Large Datasets

Table 4: Experiments on large training sets. See TABLE 3 for the description of the fields.

Dataset	Model	Time			Objective	Model		Median
		NSP	SP	# SV	Function	Train	Test	Train	Test
	SVMTorch	11	-	1140	-212439.78	0.30	0.31
Kin	SVMTorchU	32	-	1140	-212439.78	0.30	0.31	0.37	0.38
	SVMTorchN	86	-	1140	-212439.78	0.30	0.31
	Nodelib	273	-	1138	-212478.38	0.30	0.31
	SVMTorch	235	-	706	-39569.14	0.21	0.34
Artificial	SVMTorchU	4394	-	817	-40025.98	0.20	0.33	27.29	14.25
	SVMTorchN	9182	-	824	-40016.55	0.20	0.34
	Nodelib	2653	-	764	-40043.94	0.20	0.33
	SVMTorch	4573	4392	3019	-56266.94	1.63	1.82
Forest	SVMTorchU	40669	37769	4080	-78297.27	0.40	0.93	0.81	1.59
	SVMTorchN	79237	73045	4233	-78294.56	0.39	0.93
	Nodelib	87133	-	4088	-78384.15	0.39	0.93
	SVMTorch	67	-	1771	-11215476.03	8.97	12.72
Sunspots	SVMTorchU	1290	-	1822	-11229107.83	8.96	12.59	33.02	52.57
	SVMTorchN	2606	-	1820	-11229098.49	8.96	12.59
	Nodelib	24022	-	1818	-11229124.45	8.96	12.59
	SVMTorch	9874	6460	8532	-1289.54	0.25	0.27
MNIST	SVMTorchU	33644	21482	8642	-1290.66	0.25	0.27	0.98	0.97
	SVMTorchN	32095	20951	8634	-1290.57	0.25	0.27
	Nodelib	> 10⁶	-	-	-	-	-

Let us now turn to experiments using large datasets.

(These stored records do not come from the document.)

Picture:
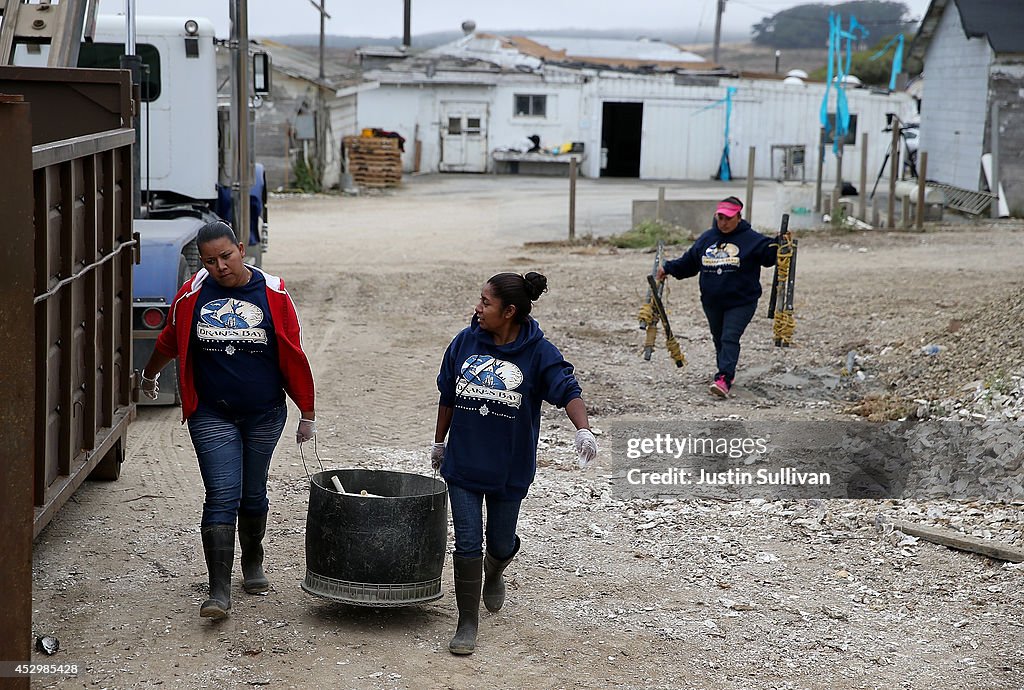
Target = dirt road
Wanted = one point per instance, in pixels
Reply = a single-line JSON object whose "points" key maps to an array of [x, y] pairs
{"points": [[607, 592]]}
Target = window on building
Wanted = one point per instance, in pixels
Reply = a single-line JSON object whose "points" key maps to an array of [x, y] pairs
{"points": [[530, 105]]}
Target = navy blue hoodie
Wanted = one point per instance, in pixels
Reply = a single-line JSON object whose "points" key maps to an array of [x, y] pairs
{"points": [[729, 264], [496, 392]]}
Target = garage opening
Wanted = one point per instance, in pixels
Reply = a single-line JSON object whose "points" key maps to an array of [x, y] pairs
{"points": [[621, 130]]}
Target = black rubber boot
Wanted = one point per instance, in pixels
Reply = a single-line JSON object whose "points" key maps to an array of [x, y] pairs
{"points": [[252, 528], [218, 545], [494, 584], [467, 595]]}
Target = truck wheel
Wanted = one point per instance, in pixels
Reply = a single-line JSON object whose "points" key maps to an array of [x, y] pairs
{"points": [[109, 468]]}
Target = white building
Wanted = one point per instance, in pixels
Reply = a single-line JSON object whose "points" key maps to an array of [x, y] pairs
{"points": [[641, 109], [974, 58]]}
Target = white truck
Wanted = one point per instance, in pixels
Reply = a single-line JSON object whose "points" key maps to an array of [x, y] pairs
{"points": [[193, 158], [183, 142]]}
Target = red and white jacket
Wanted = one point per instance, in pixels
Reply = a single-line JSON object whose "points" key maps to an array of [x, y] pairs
{"points": [[174, 339]]}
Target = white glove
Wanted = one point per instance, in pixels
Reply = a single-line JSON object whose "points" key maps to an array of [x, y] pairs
{"points": [[306, 430], [436, 455], [150, 387], [586, 446]]}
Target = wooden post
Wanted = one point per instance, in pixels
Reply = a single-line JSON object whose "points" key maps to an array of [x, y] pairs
{"points": [[572, 199], [839, 170], [17, 408], [821, 162], [922, 175], [893, 174], [922, 181], [862, 189], [749, 209], [994, 140]]}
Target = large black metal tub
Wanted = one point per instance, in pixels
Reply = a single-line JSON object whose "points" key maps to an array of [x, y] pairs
{"points": [[370, 551]]}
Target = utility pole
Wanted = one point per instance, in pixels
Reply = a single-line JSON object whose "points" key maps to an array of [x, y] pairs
{"points": [[718, 29], [321, 119], [241, 121], [407, 32]]}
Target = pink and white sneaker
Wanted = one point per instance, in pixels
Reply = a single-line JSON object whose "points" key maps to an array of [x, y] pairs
{"points": [[720, 387]]}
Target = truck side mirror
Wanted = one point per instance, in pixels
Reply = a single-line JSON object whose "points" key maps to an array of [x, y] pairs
{"points": [[261, 74]]}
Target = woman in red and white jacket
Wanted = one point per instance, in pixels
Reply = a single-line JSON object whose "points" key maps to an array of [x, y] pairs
{"points": [[239, 348]]}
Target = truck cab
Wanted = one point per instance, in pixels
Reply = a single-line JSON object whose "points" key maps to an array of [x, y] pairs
{"points": [[180, 153]]}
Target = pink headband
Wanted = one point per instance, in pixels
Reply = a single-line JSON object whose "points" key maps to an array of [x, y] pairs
{"points": [[728, 209]]}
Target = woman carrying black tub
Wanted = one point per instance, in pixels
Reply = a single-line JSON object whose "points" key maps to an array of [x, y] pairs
{"points": [[493, 379]]}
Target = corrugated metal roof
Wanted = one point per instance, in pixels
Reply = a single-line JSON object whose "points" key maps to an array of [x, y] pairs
{"points": [[998, 22], [530, 54], [302, 66], [486, 48], [619, 49]]}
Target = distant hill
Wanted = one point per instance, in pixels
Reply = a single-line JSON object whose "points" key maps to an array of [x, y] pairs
{"points": [[426, 41]]}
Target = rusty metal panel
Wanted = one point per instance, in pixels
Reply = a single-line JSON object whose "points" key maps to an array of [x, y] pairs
{"points": [[100, 99], [83, 281], [18, 400], [78, 273]]}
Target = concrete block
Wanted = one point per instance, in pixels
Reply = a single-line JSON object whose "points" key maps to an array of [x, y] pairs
{"points": [[694, 215]]}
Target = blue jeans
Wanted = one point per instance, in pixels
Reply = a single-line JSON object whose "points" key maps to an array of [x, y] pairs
{"points": [[467, 516], [727, 326], [235, 454]]}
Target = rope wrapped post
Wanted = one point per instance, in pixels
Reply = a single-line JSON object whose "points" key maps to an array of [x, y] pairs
{"points": [[783, 283], [648, 316], [670, 340]]}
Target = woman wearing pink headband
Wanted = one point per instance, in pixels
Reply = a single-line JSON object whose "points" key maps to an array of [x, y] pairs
{"points": [[728, 258]]}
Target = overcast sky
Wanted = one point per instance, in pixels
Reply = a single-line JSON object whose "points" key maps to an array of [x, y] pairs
{"points": [[384, 17]]}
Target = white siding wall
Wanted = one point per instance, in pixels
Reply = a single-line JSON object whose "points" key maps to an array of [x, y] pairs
{"points": [[342, 125], [682, 137], [954, 102]]}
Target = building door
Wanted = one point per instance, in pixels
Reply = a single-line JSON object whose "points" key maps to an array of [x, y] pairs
{"points": [[464, 137], [622, 126]]}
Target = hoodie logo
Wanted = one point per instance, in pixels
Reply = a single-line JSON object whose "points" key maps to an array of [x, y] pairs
{"points": [[227, 318], [721, 254], [486, 378]]}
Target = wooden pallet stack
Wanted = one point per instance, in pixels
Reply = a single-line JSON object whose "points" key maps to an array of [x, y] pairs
{"points": [[374, 161]]}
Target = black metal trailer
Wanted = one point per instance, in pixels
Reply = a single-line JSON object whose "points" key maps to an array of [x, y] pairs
{"points": [[67, 257]]}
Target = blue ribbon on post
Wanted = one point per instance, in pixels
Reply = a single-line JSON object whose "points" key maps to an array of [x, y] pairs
{"points": [[724, 172], [897, 58]]}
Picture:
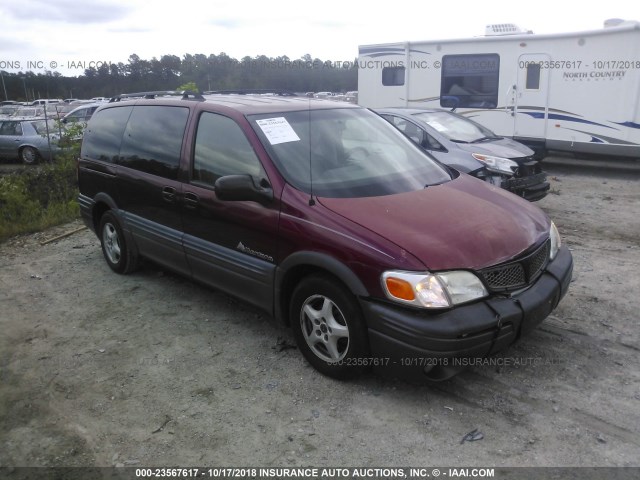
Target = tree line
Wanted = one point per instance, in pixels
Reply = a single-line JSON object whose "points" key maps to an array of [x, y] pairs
{"points": [[213, 72]]}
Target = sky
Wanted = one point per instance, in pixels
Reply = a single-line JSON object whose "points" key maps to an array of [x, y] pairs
{"points": [[69, 35]]}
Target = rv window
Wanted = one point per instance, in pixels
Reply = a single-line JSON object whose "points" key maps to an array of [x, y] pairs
{"points": [[533, 76], [392, 76], [470, 81]]}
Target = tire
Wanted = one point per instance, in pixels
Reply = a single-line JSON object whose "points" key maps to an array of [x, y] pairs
{"points": [[116, 252], [329, 328], [29, 155]]}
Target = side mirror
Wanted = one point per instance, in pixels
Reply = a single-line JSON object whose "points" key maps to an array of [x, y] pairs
{"points": [[242, 188]]}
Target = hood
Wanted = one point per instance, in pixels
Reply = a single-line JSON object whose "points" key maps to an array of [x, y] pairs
{"points": [[462, 224], [505, 148]]}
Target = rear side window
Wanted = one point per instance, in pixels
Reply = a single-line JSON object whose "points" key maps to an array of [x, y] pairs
{"points": [[10, 128], [222, 149], [152, 139], [103, 136], [470, 81]]}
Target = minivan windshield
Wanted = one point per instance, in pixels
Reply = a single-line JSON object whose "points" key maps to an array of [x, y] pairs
{"points": [[345, 153], [456, 127]]}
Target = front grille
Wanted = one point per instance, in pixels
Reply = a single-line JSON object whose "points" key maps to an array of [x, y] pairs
{"points": [[515, 275]]}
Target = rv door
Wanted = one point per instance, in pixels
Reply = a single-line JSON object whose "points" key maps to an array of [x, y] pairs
{"points": [[530, 108]]}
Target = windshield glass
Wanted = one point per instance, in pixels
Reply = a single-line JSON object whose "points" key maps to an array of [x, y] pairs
{"points": [[455, 127], [345, 153]]}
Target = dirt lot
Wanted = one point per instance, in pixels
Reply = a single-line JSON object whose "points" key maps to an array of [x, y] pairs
{"points": [[152, 370]]}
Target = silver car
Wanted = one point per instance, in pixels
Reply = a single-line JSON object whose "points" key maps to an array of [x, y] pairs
{"points": [[472, 148], [28, 139]]}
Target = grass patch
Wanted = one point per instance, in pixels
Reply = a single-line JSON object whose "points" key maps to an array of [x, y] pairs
{"points": [[39, 197]]}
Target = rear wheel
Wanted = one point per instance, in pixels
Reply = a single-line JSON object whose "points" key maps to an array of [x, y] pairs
{"points": [[116, 252], [29, 155], [329, 328]]}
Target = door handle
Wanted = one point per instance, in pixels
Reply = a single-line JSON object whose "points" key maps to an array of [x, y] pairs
{"points": [[169, 194], [191, 200]]}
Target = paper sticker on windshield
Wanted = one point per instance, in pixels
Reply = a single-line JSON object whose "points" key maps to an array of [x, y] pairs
{"points": [[278, 130], [438, 126]]}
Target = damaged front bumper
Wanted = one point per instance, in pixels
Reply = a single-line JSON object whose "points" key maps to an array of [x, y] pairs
{"points": [[414, 344]]}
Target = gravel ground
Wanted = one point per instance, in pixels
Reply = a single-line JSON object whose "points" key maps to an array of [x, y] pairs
{"points": [[150, 369]]}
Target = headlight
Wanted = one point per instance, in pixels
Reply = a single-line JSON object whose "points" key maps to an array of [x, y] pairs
{"points": [[556, 242], [496, 164], [432, 290]]}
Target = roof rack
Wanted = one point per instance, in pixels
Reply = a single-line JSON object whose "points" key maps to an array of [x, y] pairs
{"points": [[253, 91], [186, 95]]}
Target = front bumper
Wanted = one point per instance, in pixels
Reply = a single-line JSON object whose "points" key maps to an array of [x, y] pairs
{"points": [[533, 187], [415, 344]]}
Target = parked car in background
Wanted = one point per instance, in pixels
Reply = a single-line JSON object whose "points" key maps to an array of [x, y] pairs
{"points": [[324, 95], [57, 110], [44, 101], [27, 139], [81, 113], [472, 148]]}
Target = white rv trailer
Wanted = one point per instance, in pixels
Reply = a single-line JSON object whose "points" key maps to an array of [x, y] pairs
{"points": [[577, 92]]}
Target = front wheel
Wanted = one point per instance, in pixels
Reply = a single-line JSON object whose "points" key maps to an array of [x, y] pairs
{"points": [[116, 252], [329, 328]]}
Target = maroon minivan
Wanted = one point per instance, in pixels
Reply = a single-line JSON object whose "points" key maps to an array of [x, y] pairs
{"points": [[325, 216]]}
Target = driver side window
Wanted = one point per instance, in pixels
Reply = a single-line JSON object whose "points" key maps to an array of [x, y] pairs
{"points": [[222, 149]]}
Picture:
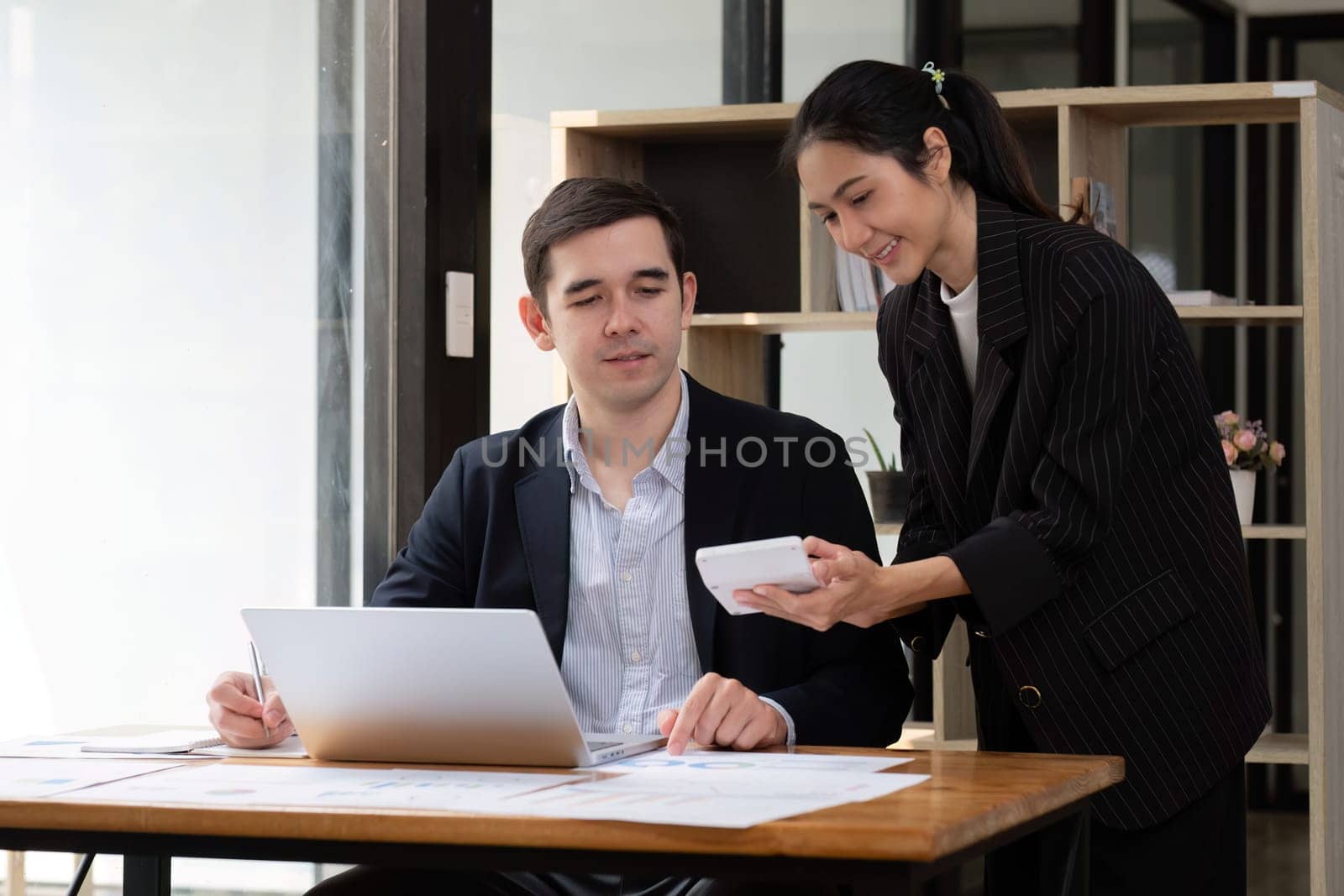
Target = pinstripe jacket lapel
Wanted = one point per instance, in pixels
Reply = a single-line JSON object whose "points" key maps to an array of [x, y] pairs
{"points": [[1001, 318], [938, 389]]}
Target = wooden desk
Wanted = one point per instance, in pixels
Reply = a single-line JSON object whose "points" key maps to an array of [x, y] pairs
{"points": [[974, 802]]}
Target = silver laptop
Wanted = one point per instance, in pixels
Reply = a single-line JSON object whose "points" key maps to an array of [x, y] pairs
{"points": [[428, 685]]}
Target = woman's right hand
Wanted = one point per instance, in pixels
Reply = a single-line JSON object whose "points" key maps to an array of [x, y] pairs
{"points": [[239, 716]]}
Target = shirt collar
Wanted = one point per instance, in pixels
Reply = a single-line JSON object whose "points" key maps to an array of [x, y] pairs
{"points": [[669, 464]]}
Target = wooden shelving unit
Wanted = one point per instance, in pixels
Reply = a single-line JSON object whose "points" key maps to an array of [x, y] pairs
{"points": [[717, 165]]}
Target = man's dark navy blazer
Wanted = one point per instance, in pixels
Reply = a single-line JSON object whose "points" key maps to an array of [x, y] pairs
{"points": [[496, 533]]}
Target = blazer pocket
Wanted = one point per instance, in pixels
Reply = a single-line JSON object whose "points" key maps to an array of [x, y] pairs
{"points": [[1137, 618]]}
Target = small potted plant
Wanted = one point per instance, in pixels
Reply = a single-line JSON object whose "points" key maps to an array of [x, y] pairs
{"points": [[1247, 450], [887, 486]]}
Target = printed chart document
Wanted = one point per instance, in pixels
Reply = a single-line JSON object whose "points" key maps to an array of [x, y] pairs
{"points": [[248, 785], [288, 748], [698, 761], [74, 747], [71, 747], [710, 799], [27, 778]]}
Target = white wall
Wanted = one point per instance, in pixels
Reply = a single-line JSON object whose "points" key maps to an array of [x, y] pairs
{"points": [[608, 54], [158, 363], [580, 54]]}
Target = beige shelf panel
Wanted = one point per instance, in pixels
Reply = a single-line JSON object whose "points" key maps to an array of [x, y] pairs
{"points": [[1277, 748], [1258, 102], [1265, 532], [792, 322]]}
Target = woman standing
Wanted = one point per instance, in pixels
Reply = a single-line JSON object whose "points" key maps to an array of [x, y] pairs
{"points": [[1068, 495]]}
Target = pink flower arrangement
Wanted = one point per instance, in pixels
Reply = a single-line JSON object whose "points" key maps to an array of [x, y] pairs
{"points": [[1245, 443]]}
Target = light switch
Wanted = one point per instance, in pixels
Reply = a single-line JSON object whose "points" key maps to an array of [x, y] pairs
{"points": [[460, 301]]}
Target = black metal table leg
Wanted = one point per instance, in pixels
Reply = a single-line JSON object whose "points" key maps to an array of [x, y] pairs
{"points": [[147, 876], [1079, 868]]}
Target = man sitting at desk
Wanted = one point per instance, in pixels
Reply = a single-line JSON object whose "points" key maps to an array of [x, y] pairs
{"points": [[591, 513]]}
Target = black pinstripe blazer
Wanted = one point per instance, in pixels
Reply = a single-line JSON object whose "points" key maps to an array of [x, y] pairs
{"points": [[1084, 495]]}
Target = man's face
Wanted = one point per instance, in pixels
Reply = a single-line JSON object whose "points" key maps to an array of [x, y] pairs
{"points": [[616, 312]]}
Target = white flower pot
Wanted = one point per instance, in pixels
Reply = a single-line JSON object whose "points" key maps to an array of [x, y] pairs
{"points": [[1243, 485]]}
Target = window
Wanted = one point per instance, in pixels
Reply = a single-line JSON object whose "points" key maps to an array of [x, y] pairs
{"points": [[181, 284]]}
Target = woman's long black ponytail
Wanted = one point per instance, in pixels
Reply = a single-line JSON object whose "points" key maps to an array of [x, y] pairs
{"points": [[885, 109]]}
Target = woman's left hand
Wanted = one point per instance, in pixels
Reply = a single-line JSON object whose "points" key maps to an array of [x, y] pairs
{"points": [[855, 590]]}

TABLE 4 shows the results using the whole training sets for all datasets, again using a cache size of 300Mb. Since the problems are now too big to be kept in memory, the implementation of the cache becomes very important and comparisons of the algorithms used in SVMTorch and Nodelib become more difficult. Nevertheless, it is clear that SVMTorch is always faster, except again for Artificial in the cases with no shrinking or with unshrinking, but the performance on the test sets is similar. However, note that shrinking sometimes leads to very poor results in terms of test set performance, as is the case on Forest. It is thus clear that shrinking should be used with care, particularly for large datasets, and the parameter that decides when to eliminate a variable should be tuned carefully before running a series of experiments on the same dataset. Note also that Nodelib was not able to solve MNIST after 11 days.